Effect of miR-29a inhibition on ventricular hypertrophy induced by pressure overload.

Abstract

To investigate whether inhibition of miR-29a functioning prevents the hypertension-induced ventricular hypertrophy and fibrosis. Patients diagnosed with hypertension and left ventricular hypertrophy were recruited for the study. Serum levels of miR-29a were determined by RT-PCR. Levels of serum matrix metalloproteinase-9 (MMP-9), collagen type I and III (PINP and PIIINP) were determined by double-antibody enzyme-linked immunosorbent assay. Mouse model of transverse aortic constriction (TAC) was established. 7 days after surgery, TAC mice were injected intraperitoneally with antagomir miR-29a or vehicle once a day for 3 days.
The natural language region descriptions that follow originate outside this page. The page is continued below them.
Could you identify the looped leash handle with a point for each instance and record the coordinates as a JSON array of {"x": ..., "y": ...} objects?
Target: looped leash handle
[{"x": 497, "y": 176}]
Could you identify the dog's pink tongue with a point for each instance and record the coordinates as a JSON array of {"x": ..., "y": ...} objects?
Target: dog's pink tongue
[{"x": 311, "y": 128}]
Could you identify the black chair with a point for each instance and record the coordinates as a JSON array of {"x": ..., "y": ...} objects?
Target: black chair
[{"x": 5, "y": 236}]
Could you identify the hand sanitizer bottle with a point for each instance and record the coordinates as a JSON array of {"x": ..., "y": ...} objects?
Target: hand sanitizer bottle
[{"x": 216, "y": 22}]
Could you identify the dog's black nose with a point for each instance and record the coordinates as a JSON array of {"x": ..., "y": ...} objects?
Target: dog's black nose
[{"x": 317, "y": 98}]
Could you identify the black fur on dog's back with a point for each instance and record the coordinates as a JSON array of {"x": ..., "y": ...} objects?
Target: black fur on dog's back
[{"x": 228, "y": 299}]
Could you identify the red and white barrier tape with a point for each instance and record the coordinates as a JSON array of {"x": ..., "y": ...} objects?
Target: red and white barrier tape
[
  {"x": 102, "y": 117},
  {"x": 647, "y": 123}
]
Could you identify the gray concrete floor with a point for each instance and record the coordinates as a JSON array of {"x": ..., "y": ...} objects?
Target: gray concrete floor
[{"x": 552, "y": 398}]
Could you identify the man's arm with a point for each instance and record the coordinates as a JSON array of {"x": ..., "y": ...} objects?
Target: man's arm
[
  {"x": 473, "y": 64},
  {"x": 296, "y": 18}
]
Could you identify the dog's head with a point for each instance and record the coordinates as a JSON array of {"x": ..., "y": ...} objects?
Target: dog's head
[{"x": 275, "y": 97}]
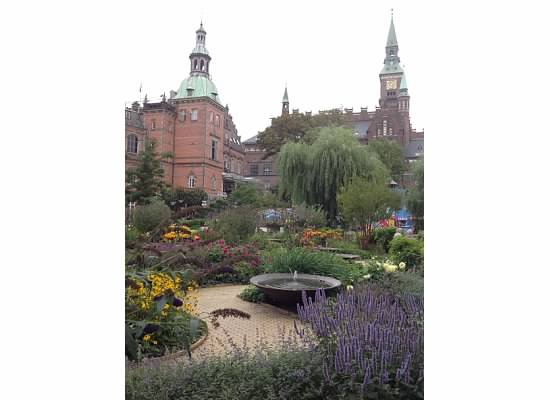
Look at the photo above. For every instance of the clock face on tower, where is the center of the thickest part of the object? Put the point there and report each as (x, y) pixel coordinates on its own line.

After 4 weeks of surgery, animals were sacrificed and cross-sections of the hearts were stained and evaluated for hypertrophy and fibrosis. The expression of the protein markers of hypertrophy and fibrosis was determined by immunoblotting. The serum level of miR-29a in hypertensive patients with left ventricular hypertrophy was significantly higher than those in patients with hypertension alone (p < 0.05). The levels of serum miR-29a were positively correlated with those of PINP, PIIINP, and MMP-9 (r = 0.58, 0.45, 0.66, respectively, p < 0.05). In mouse model of pressure overload, the antagomir miR-29a was found to significantly suppress the hypertrophy of cardiomyocytes and the expression of ANP and β-MHC, the hypertrophy indices. Also, the ventricular fibrosis and expression of the marker proteins were blocked in antagomir treated mice. The inhibition of miR-29a was found to be effective in improving the ventricular remodeling and hypertrophy caused by pressure overload.